O MEU AMIGO NUNO JÚDICE


Com a serenidade de sempre havia um tom de esperança na última vez que falámos. Sabíamos todos que a situação era difícil, mas como sempre aprendemos na relação com ele e ao lê-lo, havia a compreensão da importância de entender “as coisas mais simples” e de fazer de uma “cartografia de emoções” um exercício de proximidade e de compreensão. Era um amigo sincero e um sistemático cultor da palavra e das ideias, como modo de encontrar as razões do ser. E nesse amor das palavras havia o desejo permanente da decifração dos enigmas que a vida nos reserva. “…E / não vejo o caminho para onde o destino / me leva; mas vou deixando atrás / de mim as contas que marcam o tempo / dos meus passos. Se me perder, guiar-me-ão / no regresso – com se o vento e os animais / noturnos não as espalhassem para / longe da minha vista, e cada manhã / não me afastasse, mais e mais, do pátio / da minha infância” (O Fruto da Gramática, 2014).

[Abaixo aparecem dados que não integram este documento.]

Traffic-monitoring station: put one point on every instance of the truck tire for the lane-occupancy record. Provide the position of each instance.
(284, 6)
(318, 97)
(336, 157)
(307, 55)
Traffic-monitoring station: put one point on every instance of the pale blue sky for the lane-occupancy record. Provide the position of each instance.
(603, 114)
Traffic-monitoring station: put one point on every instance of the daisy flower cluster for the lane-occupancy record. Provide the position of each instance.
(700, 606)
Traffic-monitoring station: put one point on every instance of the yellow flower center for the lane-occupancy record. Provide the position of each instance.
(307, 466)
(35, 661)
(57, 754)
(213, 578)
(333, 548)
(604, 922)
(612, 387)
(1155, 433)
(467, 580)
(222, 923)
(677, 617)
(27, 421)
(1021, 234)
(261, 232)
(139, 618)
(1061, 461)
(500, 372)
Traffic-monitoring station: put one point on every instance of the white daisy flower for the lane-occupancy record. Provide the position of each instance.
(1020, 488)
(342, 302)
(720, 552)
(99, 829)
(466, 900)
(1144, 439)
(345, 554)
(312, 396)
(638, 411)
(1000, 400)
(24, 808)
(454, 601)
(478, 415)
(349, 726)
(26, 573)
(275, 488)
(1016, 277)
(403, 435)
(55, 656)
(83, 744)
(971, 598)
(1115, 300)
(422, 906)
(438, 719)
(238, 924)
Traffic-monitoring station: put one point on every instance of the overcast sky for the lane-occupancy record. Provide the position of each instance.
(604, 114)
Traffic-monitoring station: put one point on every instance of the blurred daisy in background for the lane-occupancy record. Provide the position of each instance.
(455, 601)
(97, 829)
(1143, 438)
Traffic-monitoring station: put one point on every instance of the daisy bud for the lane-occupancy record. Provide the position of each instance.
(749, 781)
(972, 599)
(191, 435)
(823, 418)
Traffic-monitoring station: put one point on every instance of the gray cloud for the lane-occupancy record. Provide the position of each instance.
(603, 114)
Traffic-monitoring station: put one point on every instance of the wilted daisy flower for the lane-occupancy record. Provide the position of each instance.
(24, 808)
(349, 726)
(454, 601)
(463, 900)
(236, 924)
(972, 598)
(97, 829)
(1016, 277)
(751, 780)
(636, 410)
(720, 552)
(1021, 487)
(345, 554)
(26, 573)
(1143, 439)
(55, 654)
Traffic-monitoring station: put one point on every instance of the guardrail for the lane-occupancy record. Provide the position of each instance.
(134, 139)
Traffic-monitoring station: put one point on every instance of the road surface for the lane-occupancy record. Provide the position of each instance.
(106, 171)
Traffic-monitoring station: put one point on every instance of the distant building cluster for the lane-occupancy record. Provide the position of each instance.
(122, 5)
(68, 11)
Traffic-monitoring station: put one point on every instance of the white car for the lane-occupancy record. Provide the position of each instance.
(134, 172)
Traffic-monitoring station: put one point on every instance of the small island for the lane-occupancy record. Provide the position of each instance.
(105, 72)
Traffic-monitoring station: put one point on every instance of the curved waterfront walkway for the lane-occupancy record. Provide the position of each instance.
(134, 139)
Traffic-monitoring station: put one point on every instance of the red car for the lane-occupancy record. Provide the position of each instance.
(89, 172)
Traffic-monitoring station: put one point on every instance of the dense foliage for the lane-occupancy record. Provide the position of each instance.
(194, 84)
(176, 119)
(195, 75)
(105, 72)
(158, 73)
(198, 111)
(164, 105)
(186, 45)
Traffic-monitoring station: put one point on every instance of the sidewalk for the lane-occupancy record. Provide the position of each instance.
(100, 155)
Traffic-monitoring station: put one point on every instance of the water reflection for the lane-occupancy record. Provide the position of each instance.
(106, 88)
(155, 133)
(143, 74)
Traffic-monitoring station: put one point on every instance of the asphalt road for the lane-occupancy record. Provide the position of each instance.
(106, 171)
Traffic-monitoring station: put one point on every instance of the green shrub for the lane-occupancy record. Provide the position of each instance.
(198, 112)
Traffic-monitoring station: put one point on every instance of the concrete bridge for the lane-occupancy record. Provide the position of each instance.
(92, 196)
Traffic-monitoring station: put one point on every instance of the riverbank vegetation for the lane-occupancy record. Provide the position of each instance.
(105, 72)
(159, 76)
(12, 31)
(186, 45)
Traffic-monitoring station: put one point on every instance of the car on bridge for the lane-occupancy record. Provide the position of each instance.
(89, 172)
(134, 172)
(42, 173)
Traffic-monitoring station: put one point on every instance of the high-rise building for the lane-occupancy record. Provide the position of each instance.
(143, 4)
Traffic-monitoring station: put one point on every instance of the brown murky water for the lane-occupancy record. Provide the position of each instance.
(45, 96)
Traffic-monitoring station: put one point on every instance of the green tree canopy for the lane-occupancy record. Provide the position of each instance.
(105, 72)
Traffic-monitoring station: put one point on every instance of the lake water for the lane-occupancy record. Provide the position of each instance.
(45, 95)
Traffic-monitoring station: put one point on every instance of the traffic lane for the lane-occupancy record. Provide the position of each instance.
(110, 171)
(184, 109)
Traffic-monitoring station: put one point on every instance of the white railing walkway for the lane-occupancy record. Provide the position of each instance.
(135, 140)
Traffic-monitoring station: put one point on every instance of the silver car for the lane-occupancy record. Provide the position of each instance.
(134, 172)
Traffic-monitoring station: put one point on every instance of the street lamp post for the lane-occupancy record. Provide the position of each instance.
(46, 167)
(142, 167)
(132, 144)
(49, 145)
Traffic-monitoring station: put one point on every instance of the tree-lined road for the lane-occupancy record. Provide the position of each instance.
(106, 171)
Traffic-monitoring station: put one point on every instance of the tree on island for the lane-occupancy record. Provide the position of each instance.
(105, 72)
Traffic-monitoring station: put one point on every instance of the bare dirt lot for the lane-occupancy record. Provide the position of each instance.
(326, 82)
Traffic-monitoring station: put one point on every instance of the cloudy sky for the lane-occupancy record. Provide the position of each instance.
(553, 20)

Nuno Júdice continua bem presente, na sua reflexão e na sua poesia. Não se pense, porém, que se trata de um lugar-comum. No trabalho que desenvolveu até ao fim, na sua banca de artesão, procurou legar-nos a possibilidade de vermos melhor a herança dos poetas e pensadores. Quando em meados dos anos sessenta começou a frequentar o Centro Nacional de Cultura, onde Sophia de Mello Breyner pontuava com a sua poesia e o seu exemplo (com Gastão Cruz, Fiama Hasse Pais Brandão, Ruy Belo, Nuno Bragança ou Pedro Tamen) encontrou a pura Poesia. “…E espero que / me digas que este poema que pôs tudo de lado quando / chegaste ao pé de mim, é um poema; e se me disseres / isso, então eu sei que é teu este poema, e o resto/ que fique para quem julga que sabe o que é, / ou não é, a poesia” (Idem). Afinal, como Nuno disse do épico: “importa ler Camões sem ouvir esse ruído ideológico que acaba por apagar o que subsiste de uma voz que está longe de ter esgotado a sua invenção”. E assim descobriu e desenvolveu a originalidade camoniana de considerar o Amor como vivência de contrários, e como ligação do concerto e desconcerto do mundo, do encanto e do desencanto. Esta relação inesgotável com a poesia e a literatura foi, sem dúvida, uma das chaves da dimensão universalista da obra de Nuno, que o tornou um dos valores mais seguros e importantes da cultura portuguesa, ouvido urbi et orbi, num singular e justo reconhecimento do mundo literário internacional. O tempo por certo se encarregará, de modo natural, de demonstrar como esta “colheita de silêncios” múltipla encerra a compreensão do tempo e de quem o ocupa de forma perene. E assim lemos com um sentimento de alegre melancolia “De Sagres, uma tarde, para o Ruy Belo em Madrid”. “Uma tarde, em sagres, o vento soprava sempre / por cima das falésias, saía de dentro das furnas, e voltava a meter-se em / furnas e falésias, escrevemos-te um postal, de sagres para madrid, do / extremo da terra ao meio da península”. Afinal “nesse tempo, em que nem era preciso pensar no que se tinha para / dizer, eu pensava na poesia”. E vem à memória Alexandre O’Neill: “A poesia é a vida? Pois claro! Embora custe caro / e a morte se meta de permeio” (No Reino da Dinamarca).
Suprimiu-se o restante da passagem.